Ce sentiment conservateur progresse dans tous les États de l’Union, sauf l’Alaska. Il est dominant dans 37 États sur 50. Ainsi, mis à part les États de la côte ouest et ceux du nord-est, où les idées « de gauche » sont plus largement partagées, le pays intérieur - soit le Mid-West, le sud et la région des Rocheuses - se décrit comme « conservateur » voire « très conservateur ».

Dans quatre États, les conservateurs rassemblent plus de la moitié de la population : le Mississippi, l’Utah, le Wyoming et l’Alabama. L’État où les sympathisants de gauche sont les plus nombreux est le Massachussetts, avec un taux d’identification de 30%, contre 29% pour les conservateurs.

En termes politiques, cette identification donne un avantage aux républicains. Le « GOP » (Grand Old Party, surnom du parti républicain) est le porte-drapeau du conservatisme. Tandis que le parti démocrate est celui des « liberals ».

Cela comptera doublement en novembre, dans la course à la Maison Blanche, puisque l’élection américaine se fait par un scrutin indirect où les votes sont comptabilisés au sein de chaque État, et convertis en voix au Collège électoral.
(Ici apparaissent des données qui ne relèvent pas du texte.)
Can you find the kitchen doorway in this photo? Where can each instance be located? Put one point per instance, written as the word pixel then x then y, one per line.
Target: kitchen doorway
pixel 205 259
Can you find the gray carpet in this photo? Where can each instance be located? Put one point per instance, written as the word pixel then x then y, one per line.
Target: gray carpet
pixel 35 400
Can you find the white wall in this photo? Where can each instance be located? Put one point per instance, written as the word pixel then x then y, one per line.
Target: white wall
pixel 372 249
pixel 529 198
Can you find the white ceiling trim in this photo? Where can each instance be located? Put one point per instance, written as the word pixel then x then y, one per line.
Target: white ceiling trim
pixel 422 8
Mais surtout, cela comptera dans la course au Congrès puisque l’ensemble des sièges de la chambre des Représentants (435) et le tiers de ceux du Sénat (33 sièges, dont 22 démocrates et 11 républicains) seront à renouveler.

Ce sondage tombe alors que vient de se tenir à Washington la « CPAC », « Conservative Political Action Conference », grand-messe annuelle du mouvement conservateur.

Année électorale oblige, trois des quatre candidats républicains à la Maison Blanche ont honoré ce rendez-vous : Rick Santorum, Newt Gingrich et Mitt Romney. Et les médias ont abondamment couvert l’évènement. Soulignant au passage que le conservatisme a plusieurs visages.

Rick Santorum a mis sa foi religieuse en avant, pour se présenter comme le garant de l’orthodoxie conservatrice. Newt Gingrich a insisté sur son indépendance de vue, se positionnant « en marge du système », en écho au sentiment qu’ont les conservateurs d’être en marge d’un monde dont les valeurs morales sont dictées par des médias ancrés à gauche. Mitt Romney s’en est tenu au registre fiscal, évoquant la cure d’amaigrissement qu’il imposerait à Washington, comme il a su l’imposer au Massachussetts entre 2003 et 2007.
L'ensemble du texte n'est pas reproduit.